②キューピー、JKに詫びを入れられるもなお煽られるのこと。


 自販機の横に糺一はいた。

 彼は缶のお茶を手にして壁に背をあずけていた。

 

 目前を水槽のなかの熱帯魚のように参列者たちが行きかっていた。

 糺一はその人たちの口が動くのを見ていたし、その声も聞こえているはずだったが、それでも彼らが何を話しているのかわからないようだった。

 

 糺一はお茶に口をつけた。

 かたわらに人気がした。

 

 蝋燭みたいに白くて細長い手足と、自分の存在を気づかせるためにやや誇張気味に弾ませた息の音があった。

 糺一は顔をむけた。


「さっきはどうも」

 先刻、妹の綾を〝しょぼい負け犬〟と評した少女――瀬乃だった。


「ええと」

 糺一は首をかしげてみせた。

「どこかで会ったかな?」


 瀬乃は鼻を鳴らした。

「そういうのはイイよ」

「謝りにきたんだからさ、このあたしが」


「謝る? なにを?」


「さっき言ったこと」


「さっき君はなにを言ったんだい?」


 瀬乃は苦笑した。

「ええ、言わせんの—―」

「あんたもけっこういい性格してんね。……だからさ、あんたの妹さんのことをしょぼい負け犬とか言っちゃったことだよ。あんな口きくのは間違ってた。撤回して謝罪シマス。あんたが綾のお兄さんだって知ってたら言わなかったんだけど」


 糺一は面白くもなさそうに笑った。

「謝る必要なんてないんじゃないかな。君は綾のことをしょぼい負け犬で、ええとあとは確か――仲間うちで軽蔑しあってるカスだと思っていたし、いまだって内心はそう思っているんだろう。なにをどう思うおうとそれは個人の自由さ」


 瀬乃は黙って糺一をみていた。


「こっちは別に怒っちゃいない。彼女が負け犬だろうとカスだろうとそんなことはもう当人も含めてこの世の誰にも関係のない問題さ」

 糺一は教科書を読み上げるようにいった。


 瀬乃は黙って糺一をみていた。


「あとは彼女は火葬場で焼かれて白い骨のかけらになるだけで、それは想像しうるかぎり人間がもっとも無力になる姿なわけだから、今更しょぼいもしょぼくないもないもんだ」

 糺一の言葉はそこでかすれたペンキの尾のように終わった。


 一呼吸の沈黙があった。


 それからおもむろに口を開いたのは瀬乃だった。 

「あんた、どっかで見た顔してる」

 まるで別の文脈から語るときの口調で瀬乃はいった。


「うん?」

 やや虚をつかれるかたちで糺一はいった。


 瀬乃は首をかしげた。

「どこだったかな――」


「ああ。
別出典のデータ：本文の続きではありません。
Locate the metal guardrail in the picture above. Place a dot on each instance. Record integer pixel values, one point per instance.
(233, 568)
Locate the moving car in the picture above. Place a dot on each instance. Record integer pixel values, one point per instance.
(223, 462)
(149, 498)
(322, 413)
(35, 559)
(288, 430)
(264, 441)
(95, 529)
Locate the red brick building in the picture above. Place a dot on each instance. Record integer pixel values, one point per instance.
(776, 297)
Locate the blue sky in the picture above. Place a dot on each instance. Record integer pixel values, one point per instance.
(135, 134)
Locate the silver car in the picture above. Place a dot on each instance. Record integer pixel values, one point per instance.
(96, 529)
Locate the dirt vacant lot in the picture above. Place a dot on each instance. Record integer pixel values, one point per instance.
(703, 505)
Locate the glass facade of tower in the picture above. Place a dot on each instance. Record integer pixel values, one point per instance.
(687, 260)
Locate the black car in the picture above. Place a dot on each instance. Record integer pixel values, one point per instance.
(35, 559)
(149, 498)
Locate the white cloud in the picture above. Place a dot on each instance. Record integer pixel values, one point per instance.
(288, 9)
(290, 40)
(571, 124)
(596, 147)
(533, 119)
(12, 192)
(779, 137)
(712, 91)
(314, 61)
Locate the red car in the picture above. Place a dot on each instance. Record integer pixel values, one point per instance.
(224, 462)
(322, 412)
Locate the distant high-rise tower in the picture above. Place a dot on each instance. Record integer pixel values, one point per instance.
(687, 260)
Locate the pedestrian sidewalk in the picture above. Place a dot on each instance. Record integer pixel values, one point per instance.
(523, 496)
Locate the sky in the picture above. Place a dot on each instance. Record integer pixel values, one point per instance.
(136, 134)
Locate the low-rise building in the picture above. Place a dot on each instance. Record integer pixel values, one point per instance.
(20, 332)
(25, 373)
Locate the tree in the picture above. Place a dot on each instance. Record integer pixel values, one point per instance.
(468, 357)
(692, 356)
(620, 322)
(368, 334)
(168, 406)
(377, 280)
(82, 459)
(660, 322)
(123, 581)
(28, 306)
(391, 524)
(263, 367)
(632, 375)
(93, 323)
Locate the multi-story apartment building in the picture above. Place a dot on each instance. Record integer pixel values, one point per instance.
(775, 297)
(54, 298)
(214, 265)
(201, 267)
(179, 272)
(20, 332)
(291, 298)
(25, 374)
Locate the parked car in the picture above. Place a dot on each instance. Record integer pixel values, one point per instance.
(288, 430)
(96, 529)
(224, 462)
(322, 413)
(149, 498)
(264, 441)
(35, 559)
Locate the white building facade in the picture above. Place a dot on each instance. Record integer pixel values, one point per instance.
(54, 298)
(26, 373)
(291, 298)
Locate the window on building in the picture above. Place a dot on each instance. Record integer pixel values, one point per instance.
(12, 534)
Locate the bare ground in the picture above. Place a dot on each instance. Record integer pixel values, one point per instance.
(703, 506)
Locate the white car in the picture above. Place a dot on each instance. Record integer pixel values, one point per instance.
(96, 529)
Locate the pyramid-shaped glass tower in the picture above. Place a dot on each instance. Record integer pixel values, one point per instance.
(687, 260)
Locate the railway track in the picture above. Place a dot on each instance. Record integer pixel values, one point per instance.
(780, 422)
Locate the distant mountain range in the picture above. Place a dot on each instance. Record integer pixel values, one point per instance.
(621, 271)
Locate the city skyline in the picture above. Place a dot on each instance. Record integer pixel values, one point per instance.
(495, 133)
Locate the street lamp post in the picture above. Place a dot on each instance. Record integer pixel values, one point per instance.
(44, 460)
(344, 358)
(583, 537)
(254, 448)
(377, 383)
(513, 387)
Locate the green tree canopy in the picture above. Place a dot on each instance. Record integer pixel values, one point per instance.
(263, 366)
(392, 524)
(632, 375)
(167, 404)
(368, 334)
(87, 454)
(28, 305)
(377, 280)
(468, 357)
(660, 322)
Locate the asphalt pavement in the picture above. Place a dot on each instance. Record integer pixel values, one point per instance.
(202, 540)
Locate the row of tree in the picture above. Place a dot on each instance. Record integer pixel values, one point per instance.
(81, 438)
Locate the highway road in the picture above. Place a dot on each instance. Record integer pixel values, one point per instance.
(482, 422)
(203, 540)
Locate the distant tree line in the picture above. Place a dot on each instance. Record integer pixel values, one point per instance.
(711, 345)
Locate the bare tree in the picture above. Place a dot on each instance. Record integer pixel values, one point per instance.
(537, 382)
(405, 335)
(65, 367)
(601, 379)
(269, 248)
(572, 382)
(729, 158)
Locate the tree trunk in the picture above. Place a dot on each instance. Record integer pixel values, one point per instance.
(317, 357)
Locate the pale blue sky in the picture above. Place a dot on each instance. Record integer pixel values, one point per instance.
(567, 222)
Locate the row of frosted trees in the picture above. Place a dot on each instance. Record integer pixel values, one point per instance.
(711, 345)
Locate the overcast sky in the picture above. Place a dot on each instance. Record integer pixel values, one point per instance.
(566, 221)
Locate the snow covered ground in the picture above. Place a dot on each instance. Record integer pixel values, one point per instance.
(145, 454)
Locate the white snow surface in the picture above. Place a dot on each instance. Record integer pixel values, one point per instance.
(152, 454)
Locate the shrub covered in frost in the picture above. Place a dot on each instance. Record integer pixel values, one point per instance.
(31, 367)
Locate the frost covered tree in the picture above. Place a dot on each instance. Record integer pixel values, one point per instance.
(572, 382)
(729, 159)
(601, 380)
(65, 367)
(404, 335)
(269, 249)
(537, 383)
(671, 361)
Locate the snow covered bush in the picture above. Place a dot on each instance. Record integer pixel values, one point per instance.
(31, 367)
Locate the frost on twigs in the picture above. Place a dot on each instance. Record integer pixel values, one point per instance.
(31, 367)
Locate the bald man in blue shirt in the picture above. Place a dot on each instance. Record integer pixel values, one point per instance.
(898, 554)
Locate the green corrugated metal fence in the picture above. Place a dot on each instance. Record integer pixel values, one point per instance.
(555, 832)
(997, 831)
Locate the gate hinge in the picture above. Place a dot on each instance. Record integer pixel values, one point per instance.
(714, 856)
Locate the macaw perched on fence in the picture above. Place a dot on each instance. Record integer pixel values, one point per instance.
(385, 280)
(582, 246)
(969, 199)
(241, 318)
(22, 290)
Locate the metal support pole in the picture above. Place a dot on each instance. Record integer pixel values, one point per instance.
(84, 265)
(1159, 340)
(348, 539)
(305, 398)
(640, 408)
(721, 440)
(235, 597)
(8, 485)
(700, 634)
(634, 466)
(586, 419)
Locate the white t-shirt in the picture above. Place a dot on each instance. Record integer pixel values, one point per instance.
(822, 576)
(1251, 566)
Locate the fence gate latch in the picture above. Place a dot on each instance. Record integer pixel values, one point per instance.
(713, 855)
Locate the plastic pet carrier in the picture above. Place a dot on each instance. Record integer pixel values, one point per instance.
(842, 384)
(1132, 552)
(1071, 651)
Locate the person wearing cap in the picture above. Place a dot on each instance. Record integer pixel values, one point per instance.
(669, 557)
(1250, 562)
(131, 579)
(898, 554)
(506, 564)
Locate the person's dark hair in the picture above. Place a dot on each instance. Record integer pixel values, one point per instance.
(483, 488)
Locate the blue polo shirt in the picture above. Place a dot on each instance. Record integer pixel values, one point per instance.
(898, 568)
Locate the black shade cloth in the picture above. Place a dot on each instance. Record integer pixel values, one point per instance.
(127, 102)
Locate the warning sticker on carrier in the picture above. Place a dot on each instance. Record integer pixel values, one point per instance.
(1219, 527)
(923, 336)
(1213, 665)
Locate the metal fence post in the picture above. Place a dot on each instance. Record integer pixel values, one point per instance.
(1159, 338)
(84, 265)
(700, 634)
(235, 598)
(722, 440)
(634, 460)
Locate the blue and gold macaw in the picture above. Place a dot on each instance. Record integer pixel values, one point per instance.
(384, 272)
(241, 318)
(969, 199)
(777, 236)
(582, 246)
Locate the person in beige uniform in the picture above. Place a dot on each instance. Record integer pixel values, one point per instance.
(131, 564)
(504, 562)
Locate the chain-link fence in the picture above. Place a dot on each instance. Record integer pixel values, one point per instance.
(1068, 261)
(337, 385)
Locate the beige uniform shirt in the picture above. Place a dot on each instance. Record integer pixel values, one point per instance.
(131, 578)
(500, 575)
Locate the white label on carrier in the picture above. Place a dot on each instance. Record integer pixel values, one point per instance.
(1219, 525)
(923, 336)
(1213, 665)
そういえば〝キューピー〟っていう名前で動画配信をやっているんだけど」 

 糺一は助け船を出すようにいった。

「それをなにかで目にしたんじゃないかな」


「お。そうだ! キューピーじゃん」

 瀬乃はぱっと眉をひらいた。

「あれだ、ミツバチの巣に突撃して蜂蜜むさぼり食ったり、ニトロ積んだ原付でチキンレースやったりしてるアホでょ!?」


 糺一は顔をそむけた。


「こっちの記憶が正しければ、君は謝りにきたはずだけど」

 彼の口調は天を仰がんばかりだった。